In May 2013, Weed was featured on the cover of the Banjo Newsletter, the most prominent magazine for banjo players. In the magazine he was interviewed by Mike Kropp of the bluegrass band Northern Lights. Kropp said after hearing the album Milagros that Weed was "the world's greatest player I'd never heard of."

In October 2013, Weed released his second album: Soul House. The title was inspired by a comment from Welsh ecologist Ianto Evans, known for advocating natural cob houses, who said the house in the Western world is too often a storage place for things, when it should be a vessel to nurture the human spirit. The Soul House album consisted of Weed's original vocal songs and one traditional African song. Weed had been working on the project since 2007. The album evolved for years; it was recorded in eight studios using nine audio engineers. Weed's son Tucker and his daughter Anza are among the 24 musicians appearing on the album. In support of the CD release, Weed played a series of concerts including an appearance at Yoshi's jazz club in Oakland following shows in Point Reyes, Santa Cruz and San Rafael. The nine-piece group appearing in Point Reyes included bassist Sascha Jacobsen of Trio Garufa, mandolinist Dana Rath of the Modern Mandolin Quartet, cellist Myra Joy of the San Francisco Conservatory of Music, veteran bluegrass fiddler Blaine Sprouse, multi-instrumentalist and research scientist Mark Robertson-Tessi, percussionists Tobias Roberson and Steve Brock, and Debbie Daly on vocals and guitar. While practicing, Weed and Jacobsen discovered that their grandfather and great-grandfather had played together in New York: Juilliard violinist Sascha Jacobsen had been a colleague and close friend of flautist Peter Wiedenkeller. At the end of October, Weed was featured on the cover of the Marin Independent Journal, the article describing the CD and his career.

==Light and Dark==
Weed performed at Stag's Leap Wine Cellars in Napa in 2016, and was approached by listeners who were in the New York Philharmonic.

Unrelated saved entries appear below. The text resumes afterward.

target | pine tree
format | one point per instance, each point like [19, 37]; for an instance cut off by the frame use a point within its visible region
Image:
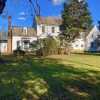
[76, 18]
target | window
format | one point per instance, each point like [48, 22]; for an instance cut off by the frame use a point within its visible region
[53, 29]
[43, 29]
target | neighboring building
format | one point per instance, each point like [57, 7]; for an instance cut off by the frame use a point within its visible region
[93, 40]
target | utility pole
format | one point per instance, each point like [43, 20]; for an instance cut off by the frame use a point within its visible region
[9, 46]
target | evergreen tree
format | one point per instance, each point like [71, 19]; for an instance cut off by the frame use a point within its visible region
[76, 18]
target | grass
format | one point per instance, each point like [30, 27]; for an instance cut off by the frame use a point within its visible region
[75, 77]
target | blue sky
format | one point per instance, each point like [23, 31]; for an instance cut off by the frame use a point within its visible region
[21, 12]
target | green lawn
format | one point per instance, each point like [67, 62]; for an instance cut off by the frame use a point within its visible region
[75, 77]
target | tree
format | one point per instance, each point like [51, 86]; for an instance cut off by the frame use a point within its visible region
[76, 18]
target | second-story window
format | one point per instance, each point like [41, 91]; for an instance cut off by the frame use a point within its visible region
[53, 29]
[43, 29]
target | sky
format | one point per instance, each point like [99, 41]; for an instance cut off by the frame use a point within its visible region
[21, 11]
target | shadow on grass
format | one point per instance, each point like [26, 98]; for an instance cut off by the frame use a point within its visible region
[47, 79]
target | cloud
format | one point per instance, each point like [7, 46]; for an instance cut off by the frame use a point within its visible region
[58, 2]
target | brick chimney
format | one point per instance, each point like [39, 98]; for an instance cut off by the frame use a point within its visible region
[9, 46]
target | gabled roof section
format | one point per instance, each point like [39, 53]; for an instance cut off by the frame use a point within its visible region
[49, 20]
[23, 31]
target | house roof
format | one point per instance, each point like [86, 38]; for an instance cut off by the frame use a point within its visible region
[23, 31]
[49, 20]
[95, 30]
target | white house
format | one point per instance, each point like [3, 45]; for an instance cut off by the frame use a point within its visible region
[93, 40]
[23, 37]
[48, 26]
[78, 45]
[3, 46]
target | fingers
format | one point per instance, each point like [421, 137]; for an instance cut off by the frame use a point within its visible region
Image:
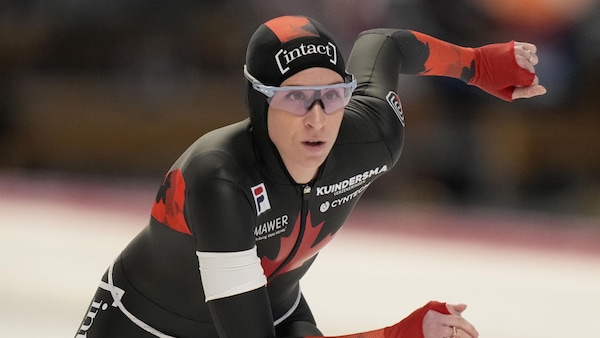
[436, 325]
[456, 309]
[529, 91]
[526, 57]
[464, 328]
[457, 321]
[455, 332]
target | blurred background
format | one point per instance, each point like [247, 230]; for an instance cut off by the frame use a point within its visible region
[492, 203]
[119, 88]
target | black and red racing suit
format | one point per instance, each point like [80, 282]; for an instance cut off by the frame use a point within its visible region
[229, 192]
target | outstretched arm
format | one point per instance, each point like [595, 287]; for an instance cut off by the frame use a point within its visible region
[505, 70]
[433, 320]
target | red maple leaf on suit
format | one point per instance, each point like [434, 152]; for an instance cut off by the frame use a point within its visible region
[307, 249]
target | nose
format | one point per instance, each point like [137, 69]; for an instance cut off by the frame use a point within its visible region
[315, 117]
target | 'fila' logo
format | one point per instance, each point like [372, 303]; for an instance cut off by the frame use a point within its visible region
[394, 101]
[260, 198]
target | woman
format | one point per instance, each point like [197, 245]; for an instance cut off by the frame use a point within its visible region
[244, 211]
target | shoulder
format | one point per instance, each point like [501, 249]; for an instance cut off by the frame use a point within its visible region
[225, 153]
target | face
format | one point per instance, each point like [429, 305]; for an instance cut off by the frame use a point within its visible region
[305, 141]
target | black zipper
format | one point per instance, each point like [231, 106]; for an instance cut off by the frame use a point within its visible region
[305, 190]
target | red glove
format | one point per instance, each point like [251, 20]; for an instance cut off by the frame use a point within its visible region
[497, 71]
[409, 327]
[412, 326]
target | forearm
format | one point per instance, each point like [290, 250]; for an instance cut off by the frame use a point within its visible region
[409, 327]
[493, 68]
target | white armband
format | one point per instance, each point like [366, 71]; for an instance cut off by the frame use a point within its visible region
[227, 274]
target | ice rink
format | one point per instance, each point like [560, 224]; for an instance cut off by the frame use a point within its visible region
[521, 274]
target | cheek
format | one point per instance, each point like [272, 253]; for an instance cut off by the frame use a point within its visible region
[277, 127]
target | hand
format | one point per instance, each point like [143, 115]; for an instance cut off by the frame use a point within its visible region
[506, 70]
[526, 57]
[439, 325]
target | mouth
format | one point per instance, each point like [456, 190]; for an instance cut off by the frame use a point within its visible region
[313, 144]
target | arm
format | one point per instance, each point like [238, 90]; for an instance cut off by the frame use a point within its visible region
[433, 320]
[504, 70]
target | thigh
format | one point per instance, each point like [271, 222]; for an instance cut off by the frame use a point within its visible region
[105, 320]
[301, 323]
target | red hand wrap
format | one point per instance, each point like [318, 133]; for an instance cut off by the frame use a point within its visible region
[409, 327]
[412, 326]
[497, 71]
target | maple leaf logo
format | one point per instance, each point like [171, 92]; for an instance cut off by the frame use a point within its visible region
[307, 248]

They convinced Weed to compose an orchestral piece with banjo as featured soloist, and Weed ended up collaborating with arranger Stephen Cohn on a new symphonic work, "Colloquium: Dark & Light". During this time, Weed was also working with his nonprofit group Sound Orchard dedicated to building community through music, and he teamed with his violinist colleague Sascha Jacobsen to orchestrate Weed's earlier suite "Morro Glenn" for orchestra.

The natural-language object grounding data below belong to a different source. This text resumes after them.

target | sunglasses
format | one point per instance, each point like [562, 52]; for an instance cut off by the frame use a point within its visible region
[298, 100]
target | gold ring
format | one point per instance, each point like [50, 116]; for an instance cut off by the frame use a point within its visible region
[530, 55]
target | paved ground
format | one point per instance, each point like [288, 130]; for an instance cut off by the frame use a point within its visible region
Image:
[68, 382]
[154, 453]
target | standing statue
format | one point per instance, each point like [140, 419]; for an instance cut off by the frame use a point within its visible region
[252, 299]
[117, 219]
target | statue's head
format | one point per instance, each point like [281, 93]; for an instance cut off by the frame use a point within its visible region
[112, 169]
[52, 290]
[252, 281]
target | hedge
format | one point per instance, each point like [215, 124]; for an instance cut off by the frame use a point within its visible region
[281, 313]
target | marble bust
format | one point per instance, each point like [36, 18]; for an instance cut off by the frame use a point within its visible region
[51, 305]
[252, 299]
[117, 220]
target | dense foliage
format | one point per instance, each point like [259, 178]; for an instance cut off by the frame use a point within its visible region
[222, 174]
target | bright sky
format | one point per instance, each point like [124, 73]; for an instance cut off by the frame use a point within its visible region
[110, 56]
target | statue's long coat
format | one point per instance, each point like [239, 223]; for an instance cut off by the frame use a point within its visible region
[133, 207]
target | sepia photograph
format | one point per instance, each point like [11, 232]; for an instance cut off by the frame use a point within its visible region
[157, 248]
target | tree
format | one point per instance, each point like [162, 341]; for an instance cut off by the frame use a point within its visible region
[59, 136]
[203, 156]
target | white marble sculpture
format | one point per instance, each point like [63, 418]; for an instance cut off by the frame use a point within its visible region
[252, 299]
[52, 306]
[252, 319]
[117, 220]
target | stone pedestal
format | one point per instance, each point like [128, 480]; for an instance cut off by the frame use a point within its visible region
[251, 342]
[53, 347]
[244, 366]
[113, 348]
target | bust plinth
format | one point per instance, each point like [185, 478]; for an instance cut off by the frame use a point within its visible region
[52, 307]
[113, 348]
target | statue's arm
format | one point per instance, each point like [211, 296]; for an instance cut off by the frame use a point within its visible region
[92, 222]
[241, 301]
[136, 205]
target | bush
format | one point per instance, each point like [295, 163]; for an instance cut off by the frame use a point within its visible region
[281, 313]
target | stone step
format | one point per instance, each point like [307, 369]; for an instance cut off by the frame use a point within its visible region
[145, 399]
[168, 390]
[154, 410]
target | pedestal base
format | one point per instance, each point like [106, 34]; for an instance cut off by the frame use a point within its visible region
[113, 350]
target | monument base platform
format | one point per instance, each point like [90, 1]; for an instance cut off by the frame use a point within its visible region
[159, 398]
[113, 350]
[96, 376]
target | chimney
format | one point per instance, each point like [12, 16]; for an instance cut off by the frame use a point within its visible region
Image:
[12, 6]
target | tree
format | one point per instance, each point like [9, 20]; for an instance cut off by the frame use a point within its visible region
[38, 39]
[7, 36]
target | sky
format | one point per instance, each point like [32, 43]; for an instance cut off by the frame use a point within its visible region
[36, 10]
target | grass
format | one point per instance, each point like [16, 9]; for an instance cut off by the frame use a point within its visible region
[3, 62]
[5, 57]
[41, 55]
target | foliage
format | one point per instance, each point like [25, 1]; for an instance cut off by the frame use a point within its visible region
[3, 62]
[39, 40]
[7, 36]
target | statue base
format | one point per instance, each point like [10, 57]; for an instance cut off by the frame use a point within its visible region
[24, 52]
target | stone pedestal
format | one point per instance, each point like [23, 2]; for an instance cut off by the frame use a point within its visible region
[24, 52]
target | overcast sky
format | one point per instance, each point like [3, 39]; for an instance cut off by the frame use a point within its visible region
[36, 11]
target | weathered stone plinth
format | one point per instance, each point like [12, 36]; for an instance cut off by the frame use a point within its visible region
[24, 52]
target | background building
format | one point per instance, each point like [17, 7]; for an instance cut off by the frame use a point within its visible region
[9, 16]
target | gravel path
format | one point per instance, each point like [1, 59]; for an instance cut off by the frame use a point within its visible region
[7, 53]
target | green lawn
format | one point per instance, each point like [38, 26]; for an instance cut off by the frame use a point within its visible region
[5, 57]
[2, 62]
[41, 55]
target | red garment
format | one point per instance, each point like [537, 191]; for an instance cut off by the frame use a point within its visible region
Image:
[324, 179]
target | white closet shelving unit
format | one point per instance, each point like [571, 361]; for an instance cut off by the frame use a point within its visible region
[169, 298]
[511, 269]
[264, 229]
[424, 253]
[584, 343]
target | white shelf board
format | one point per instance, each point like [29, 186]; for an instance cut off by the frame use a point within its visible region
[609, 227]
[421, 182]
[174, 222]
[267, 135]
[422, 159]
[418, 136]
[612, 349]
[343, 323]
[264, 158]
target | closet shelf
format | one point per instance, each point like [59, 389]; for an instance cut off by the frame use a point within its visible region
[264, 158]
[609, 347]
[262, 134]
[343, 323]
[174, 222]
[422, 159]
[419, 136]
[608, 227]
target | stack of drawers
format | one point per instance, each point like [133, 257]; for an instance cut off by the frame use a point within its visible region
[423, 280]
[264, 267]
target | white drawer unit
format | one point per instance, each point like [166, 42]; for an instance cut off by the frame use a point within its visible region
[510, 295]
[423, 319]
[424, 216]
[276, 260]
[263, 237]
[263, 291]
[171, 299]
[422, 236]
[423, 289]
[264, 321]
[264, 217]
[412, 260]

In 2019, Weed and his partner Elizabeth "Liebe" Patterson traveled to the Czech Republic to record "Colloquium: Dark & Light" and "Morro Glenn" with the Prague Metropolitan Orchestra at SONO Records. Patterson served as musical director during the recording and mixing. Weed announced in August 2020 that he would release his third album, containing two concertos for banjo and orchestra, Light and Dark, the following month.